Skip to main content

Highlight

What the Human Eye Can Tell the Computer's Brain

Achievement/Results

Enabling computers to depict and understand visual “shape” is a central problem in computer vision, but modern methods still fall far short of the human eye and brain. Researchers involved in Rutgers University’s NSF funded Interdisciplinary Graduate Education Research and Training program in Perceptual Science are trying to combine decades of insight into how the human mind understands shapes with modern advances in image processing algorithms. A key to the problem is how the human mind decomposes shapes into parts – visual “pieces” – like limbs on an animal or the fingers of a hand. The parts of a shape are the keys not only to recognizing it, but to understanding how it moves in the heat of real-life action, such as when an animal runs by moving its limbs relative to its body.

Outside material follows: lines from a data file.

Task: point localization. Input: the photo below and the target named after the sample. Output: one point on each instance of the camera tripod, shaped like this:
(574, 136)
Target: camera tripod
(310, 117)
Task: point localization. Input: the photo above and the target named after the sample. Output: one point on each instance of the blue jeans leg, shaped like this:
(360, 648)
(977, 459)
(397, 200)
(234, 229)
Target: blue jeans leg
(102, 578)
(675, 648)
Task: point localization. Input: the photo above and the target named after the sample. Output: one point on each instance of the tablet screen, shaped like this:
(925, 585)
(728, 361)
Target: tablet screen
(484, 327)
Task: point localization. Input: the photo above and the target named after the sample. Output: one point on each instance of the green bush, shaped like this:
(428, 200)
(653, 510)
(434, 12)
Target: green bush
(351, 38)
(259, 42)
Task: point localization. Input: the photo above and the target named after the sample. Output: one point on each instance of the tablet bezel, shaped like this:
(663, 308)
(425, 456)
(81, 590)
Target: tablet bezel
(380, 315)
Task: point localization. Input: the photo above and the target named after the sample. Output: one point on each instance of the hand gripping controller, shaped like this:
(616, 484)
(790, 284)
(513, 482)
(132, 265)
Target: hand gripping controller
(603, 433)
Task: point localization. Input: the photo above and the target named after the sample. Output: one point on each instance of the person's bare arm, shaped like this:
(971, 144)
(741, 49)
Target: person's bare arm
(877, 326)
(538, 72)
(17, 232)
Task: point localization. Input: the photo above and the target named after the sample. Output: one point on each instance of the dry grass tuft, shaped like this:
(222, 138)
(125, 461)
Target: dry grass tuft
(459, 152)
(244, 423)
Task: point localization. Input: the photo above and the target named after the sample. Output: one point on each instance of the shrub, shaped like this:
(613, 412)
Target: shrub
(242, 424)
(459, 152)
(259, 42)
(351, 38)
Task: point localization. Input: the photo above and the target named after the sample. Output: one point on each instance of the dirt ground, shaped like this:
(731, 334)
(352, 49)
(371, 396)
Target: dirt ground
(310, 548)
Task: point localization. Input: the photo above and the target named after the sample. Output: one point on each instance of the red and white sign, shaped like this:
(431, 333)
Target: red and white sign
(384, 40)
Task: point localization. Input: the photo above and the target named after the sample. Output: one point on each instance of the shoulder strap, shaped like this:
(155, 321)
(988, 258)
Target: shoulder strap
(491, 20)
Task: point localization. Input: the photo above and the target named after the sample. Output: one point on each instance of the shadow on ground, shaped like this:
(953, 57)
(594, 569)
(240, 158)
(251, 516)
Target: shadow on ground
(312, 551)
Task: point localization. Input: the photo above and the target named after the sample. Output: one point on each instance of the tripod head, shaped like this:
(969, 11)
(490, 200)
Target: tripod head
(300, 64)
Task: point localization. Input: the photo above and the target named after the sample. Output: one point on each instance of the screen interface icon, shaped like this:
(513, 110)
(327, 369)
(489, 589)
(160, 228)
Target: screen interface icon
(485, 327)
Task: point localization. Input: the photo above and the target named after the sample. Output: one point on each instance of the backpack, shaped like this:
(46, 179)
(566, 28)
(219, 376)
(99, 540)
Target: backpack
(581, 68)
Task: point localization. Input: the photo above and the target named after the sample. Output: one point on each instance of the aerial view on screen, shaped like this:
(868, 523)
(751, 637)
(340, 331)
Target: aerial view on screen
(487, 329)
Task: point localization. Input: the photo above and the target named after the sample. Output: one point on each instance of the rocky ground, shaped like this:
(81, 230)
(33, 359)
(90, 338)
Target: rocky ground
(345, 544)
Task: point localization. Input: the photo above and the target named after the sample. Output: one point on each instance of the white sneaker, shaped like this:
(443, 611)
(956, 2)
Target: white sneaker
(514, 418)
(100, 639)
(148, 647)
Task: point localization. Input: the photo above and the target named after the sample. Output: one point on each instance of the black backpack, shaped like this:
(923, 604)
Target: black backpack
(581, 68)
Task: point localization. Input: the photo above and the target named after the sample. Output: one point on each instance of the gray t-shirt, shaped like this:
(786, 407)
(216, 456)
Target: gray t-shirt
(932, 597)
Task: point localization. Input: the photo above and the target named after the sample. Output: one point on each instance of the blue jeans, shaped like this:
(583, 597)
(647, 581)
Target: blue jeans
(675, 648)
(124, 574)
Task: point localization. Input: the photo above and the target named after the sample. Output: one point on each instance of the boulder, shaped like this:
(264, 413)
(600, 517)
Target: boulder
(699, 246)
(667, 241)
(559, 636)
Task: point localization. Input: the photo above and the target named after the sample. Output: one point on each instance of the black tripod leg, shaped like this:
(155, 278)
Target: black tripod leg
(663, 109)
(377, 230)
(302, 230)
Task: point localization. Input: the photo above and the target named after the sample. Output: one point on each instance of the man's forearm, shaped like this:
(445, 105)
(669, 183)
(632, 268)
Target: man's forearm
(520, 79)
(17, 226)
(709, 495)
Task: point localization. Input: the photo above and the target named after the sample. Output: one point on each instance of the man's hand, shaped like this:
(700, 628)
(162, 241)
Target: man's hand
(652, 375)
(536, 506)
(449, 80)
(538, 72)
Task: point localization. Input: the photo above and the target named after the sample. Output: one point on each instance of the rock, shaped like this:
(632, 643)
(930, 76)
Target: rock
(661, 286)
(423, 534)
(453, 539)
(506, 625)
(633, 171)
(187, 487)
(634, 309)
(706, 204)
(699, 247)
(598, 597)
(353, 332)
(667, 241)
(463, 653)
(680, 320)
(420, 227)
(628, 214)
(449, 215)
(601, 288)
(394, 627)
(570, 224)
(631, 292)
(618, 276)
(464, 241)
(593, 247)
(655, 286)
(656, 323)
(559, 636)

Several lines of interconnecting research under the Perceptual Science IGERT, involving both visual psychologists and computer scientists, have made breakthroughs in understanding how visual shapes can be decomposed into perceptually natural component parts. Rutgers researchers Jacob Feldman and Manish Singh have developed a comprehensive new approach to the problem of representing visual shape, a central problem in human and computer perception. The approach is based on Bayesian estimation of the shape “skeleton”, a representation of the structural configuration of a shape’s component parts that corresponds closely to how the human visual system intuitively parses it. An example of a shape, along with its computed “skeleton” is shown below. This new approach unifies computational and human perceptual approaches, and, as developed by IGERT trainees Erica Briscoe and John Wilder, solves key outstanding problems including: the automatic computational decomposition of shapes into natural parts, the estimation of 3D surface structure from a 2D outline, the determination of intuitive similarity between distinct shapes, and the formation of meaningful categories of related shapes. Briscoe’s experiments show that the skeleton-based similarity metric closely approximates how humans recognize and classify shapes, even complex multi-part shapes, and a previously unattainable achievement. Wilder is extending the work on classification to show how the skeleton predicts the categorization of shapes into natural classes, such as animal and plant

The segmentation of a shape into meaningful parts is also central to the development of interactive computer applications, such as the creation of computer interfaces that people can use to manipulate shapes. Inspired by the importance of the part structure of a shape in both human perception and computer applications, Rutgers researcher Doug DeCarlo and his students have developed a new model for decomposing a shape into parts using methods in differential geometry to analyze the curvature of the shape’s contour and skeleton. The key to the approach is the use of geometric relatability, a measure of how easily two separate curve segments join together into a single smooth curve. In contrast to earlier approaches to shape segmentation, DeCarlo’s model does not simply divide a shape, but instead allows decomposition of a shape into perceptually meaningful components. As a result, when a part is removed no trace of it remains in the shape, and the part itself takes on the characteristics of an interpretable shape. This novel approach to shape segmentation is part of DeCarlo’s overall research program of developing meaningful graphical computer interfaces: representations that convey the meaning of a visual array in ways that people can readily understand and use in interactive applications.

Address Goals

The past decade has seen a proliferation of perceptual technologies, from automated systems that recognize faces, voices or 3D scenes, to dynamic multimodal interfaces and realistic virtual environments that enrich our communication with computers and with each other. It is now widely recognized that for these developments to succeed, it is imperative that they be based on firm knowledge and theories of human perceptual function. This activity shows the importance and value of developing novel perceptual graphical interfaces based on theories of human perceptual function. Often the most effective computer-generated images are not literal depictions of a scene, but rather, meaningful abstractions that convey essential information in a way that is readily understood. A developing field within computer graphics consists of attempts to create usable images – “visual explanations” – that are easy to understand because their structure and design is inherently compatible with the way the human perceptual system perceives and extracts meaning from a scene over space and time. Examples are found in the generation of assembly instructions, line drawings of 3-dimensional objects, and artistic rendering of natural scenes. These efforts depend on incorporating models of human perceptual analysis into the rules governing the design. The particular activity described in the highlight shows that advances in the understanding of how people perceive, recognize and classify shapes – in particular, the importance of the part structure of a shape – has motivated and guided new geometric and computational methods to create meaningful depictions of shapes that can be understood and manipulated by human perceivers.